Mateusz Morawiecki, a former CEO of Bank Zachodni WBK, will head the new Ministry of Development, which will coordinate economic policy for the Finance, Infrastructure, Energy and the Treasury Ministries. He seems to be a more moderate voice within the new government, with his experience on the economic council of the previous PO government. He will also be one of three deputy prime ministers, with the other two responsible for science and culture, respectively.
Morawiecki will be supported by Pawel Szalamacha and Henryk Kowalczyk, who together co-authored the PiS government's economic policy. Szalamacha is a corporate lawyer by background, co-founded the right-wing economic think tank 'Instytut Sobieskiego' and was deputy treasury minister responsible for the financial sector in the last PiS government from 2005-07. Kowalczyk, who also co-authored PiS economic policy, which included a Funding for Growth scheme similar to the one implemented in Hungary, will be a minister without portfolio.

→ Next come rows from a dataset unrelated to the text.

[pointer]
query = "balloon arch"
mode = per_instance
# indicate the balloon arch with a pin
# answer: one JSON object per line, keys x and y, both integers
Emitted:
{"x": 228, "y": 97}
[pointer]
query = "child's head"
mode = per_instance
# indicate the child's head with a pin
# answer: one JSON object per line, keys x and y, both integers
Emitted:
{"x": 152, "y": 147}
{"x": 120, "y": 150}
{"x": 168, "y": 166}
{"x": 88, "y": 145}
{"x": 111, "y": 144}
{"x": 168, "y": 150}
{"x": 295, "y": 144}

PiS will be able to take over the Monetary Policy Committee (MPC) of the Bank of Poland, as it will be able to appoint 9 out of 10 MPC members in 2016. The appointment of three moderate economic policymakers, with Morawiecki as an adviser to the previous PO government, suggests, and is perhaps a signal that, the government will not try to push policies that would be considered unorthodox onto the central bank. This would also be consistent with the electorate's preferences since the experience of hyperinflation still lingers in the memories of most voting age people, which would make major changes in the mandate of the central bank costly politically. Nevertheless, given the government's economic objectives, rates are expected to fall to about 75 basis points by the first half of 2016 in response to current deflationary pressures in Poland. Due to these political constraints on the monetary policy side, the government might perceive itself as having greater fiscal space.
"We expect this economics team to be geared towards protecting the fiscal target of 3% of GDP by being careful about sequencing the changes that are envisioned so that expenditures are funded. However, since revenue forecasts are subject to errors, we see a greater risk of a fiscal mistake", says Barclays.